What are HELOCs and HELs? Considering a renovation? Let’s explore five effective ways to fund your project.
What are HELOCs and HELs? If you’re contemplating a home makeover, understanding your financing options is crucial. From tapping into retirement funds to leveraging credit, each method has its pros and cons.
Research from the Harvard Joint Center for Housing Studies estimates that U.S. spending on home renovations will hit $509 billion by 2025, up from $487 billion in 2023. Before you start your renovation journey, carefully assess which funding sources are right for you. Look beyond just accessibility and interest rates—consider loan terms, taxes, and potential repayment challenges.
Here’s a breakdown of various financing options for your home upgrade:
Is borrowing from your 401(k) a wise move for renovations?
Many find it tempting to take a loan from their employer-sponsored retirement accounts, like a 401(k) or 403(b), especially if they’ve amassed a significant balance. According to Fidelity, more individuals than ever are now 401(k) millionaires. However, think twice before accessing these funds.

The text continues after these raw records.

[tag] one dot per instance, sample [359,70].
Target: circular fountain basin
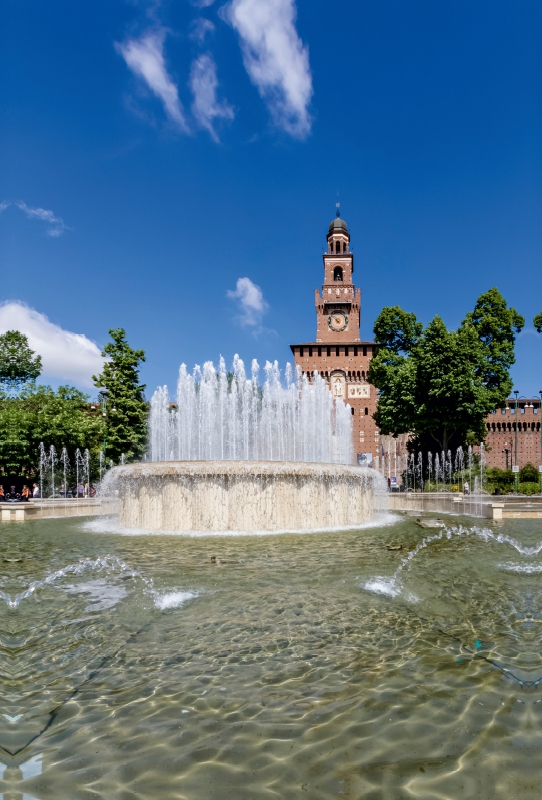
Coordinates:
[244,495]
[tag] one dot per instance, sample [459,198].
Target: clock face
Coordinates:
[338,320]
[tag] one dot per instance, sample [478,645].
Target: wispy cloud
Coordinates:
[200,28]
[145,57]
[203,83]
[276,59]
[57,226]
[66,356]
[250,301]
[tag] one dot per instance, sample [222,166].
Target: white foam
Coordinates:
[110,525]
[173,599]
[383,586]
[103,595]
[525,568]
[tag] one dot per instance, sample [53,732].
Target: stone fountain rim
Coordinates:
[240,467]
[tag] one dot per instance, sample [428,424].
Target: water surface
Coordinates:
[312,666]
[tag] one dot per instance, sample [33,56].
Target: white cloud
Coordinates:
[66,356]
[203,82]
[200,28]
[57,223]
[276,59]
[145,57]
[250,300]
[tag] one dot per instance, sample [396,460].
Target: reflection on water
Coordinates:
[315,666]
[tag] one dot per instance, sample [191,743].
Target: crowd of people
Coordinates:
[12,495]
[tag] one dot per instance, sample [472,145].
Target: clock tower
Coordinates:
[338,355]
[338,305]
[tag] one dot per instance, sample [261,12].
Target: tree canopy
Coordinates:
[40,414]
[125,423]
[439,384]
[18,363]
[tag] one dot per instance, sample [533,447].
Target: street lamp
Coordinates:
[103,402]
[516,467]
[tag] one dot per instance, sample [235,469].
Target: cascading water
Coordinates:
[229,416]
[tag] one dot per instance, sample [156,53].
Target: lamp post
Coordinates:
[104,399]
[104,417]
[516,470]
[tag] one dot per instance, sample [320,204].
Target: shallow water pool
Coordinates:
[293,666]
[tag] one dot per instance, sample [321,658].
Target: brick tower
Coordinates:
[337,353]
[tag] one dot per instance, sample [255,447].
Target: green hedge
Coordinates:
[529,487]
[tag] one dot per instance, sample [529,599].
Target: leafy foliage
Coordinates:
[18,363]
[528,473]
[40,414]
[503,478]
[440,384]
[529,488]
[125,426]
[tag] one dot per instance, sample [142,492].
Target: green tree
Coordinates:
[440,384]
[18,363]
[528,473]
[39,414]
[125,424]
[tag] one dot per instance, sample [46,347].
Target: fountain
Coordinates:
[232,455]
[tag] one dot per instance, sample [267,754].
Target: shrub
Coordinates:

Using this tax-advantaged account can be risky unless you have ample retirement savings, says Melanie Nichols, a financial planner.
Key point: “Using your 401(k) for renovations may hinder your retirement savings growth,” warns Tendayi Kapfidze, chief economist at LendingTree. While it might seem appealing to pay yourself interest, you could miss out on more substantial returns from your investments. Also, during the repayment period, many stop contributing to their retirement accounts, losing potential tax benefits and employer matches.
Another factor to consider is job security; if you switch jobs, the loan becomes due almost immediately. Failure to repay could lead to penalties and taxes.
Could a cash-out refinance be a solution for funding renovations?
A cash-out refinance allows you to consolidate your existing mortgage balance with additional funds for renovations into a new loan. The same interest rate applies to all borrowed funds, and if you itemize deductions, the interest could be tax-deductible.
Key point: With this option, your home serves as collateral. If you encounter financial hardships, such as job loss, foreclosure on your home is a possibility. Additionally, the process of obtaining cash may take longer due to necessary appraisals, so plan accordingly. Don’t overlook the costs associated with refinancing, including closing and origination fees.
What’s a HELOC? What’s a HEL? Are they right for you?
Home equity loans and lines of credit are alternatives for funding renovations. A home equity loan (HEL) functions as a second mortgage with a fixed interest rate, providing a lump sum upfront. You’ll need a clear understanding of your renovation costs to determine the amount to borrow, as noted by Kapfidze.
A HELOC, or home equity line of credit, offers a credit line that allows you to borrow as needed. You only pay interest on the funds you use, but the variable interest rates can complicate budgeting.
Key point: Be cautious—using your home as collateral carries risks. Both HELs and HELOCs have strict equity requirements, and a high credit score is necessary for approval.
Is a personal loan a viable option for home improvements?
Personal loans from banks, credit unions, or online lenders don’t require collateral and can deliver cash quickly. Interest rates vary based on credit history, ranging from around 7% to over 30%.
Key point: Since personal loans typically have higher interest rates than HELs or HELOCs, they’re better suited for smaller renovation projects. Always compare loan terms and fees before committing.
Can a credit card be used for home renovations?
While many credit cards come with high-interest rates for balances, strategically using them can be beneficial. Some cards offer interest-free financing for extended periods, as noted by Matt Schulz, chief credit analyst at LendingTree.
Key point: If you can’t repay your balance during the promotional period, consider other financing options. These offers often include deferred interest clauses, which can lead to unexpected costs if your balance isn’t paid in full.
Cash remains the best option for funding home upgrades.
We’ve examined various financing methods, including HELOCs and borrowing from retirement accounts. However, if you can afford it, paying cash is often the wisest choice. It might be challenging to save for your dream renovation, but if you can wait, it’s worth it.
“Taking time to save for a project is far better than accruing debt,” Schulz emphasizes. “While it’s tempting to pursue flashy renovations immediately, it’s not worth incurring crippling debt.”
Delaying your project by several months or even a year can help you save, especially if you’re not in a rush to sell your home.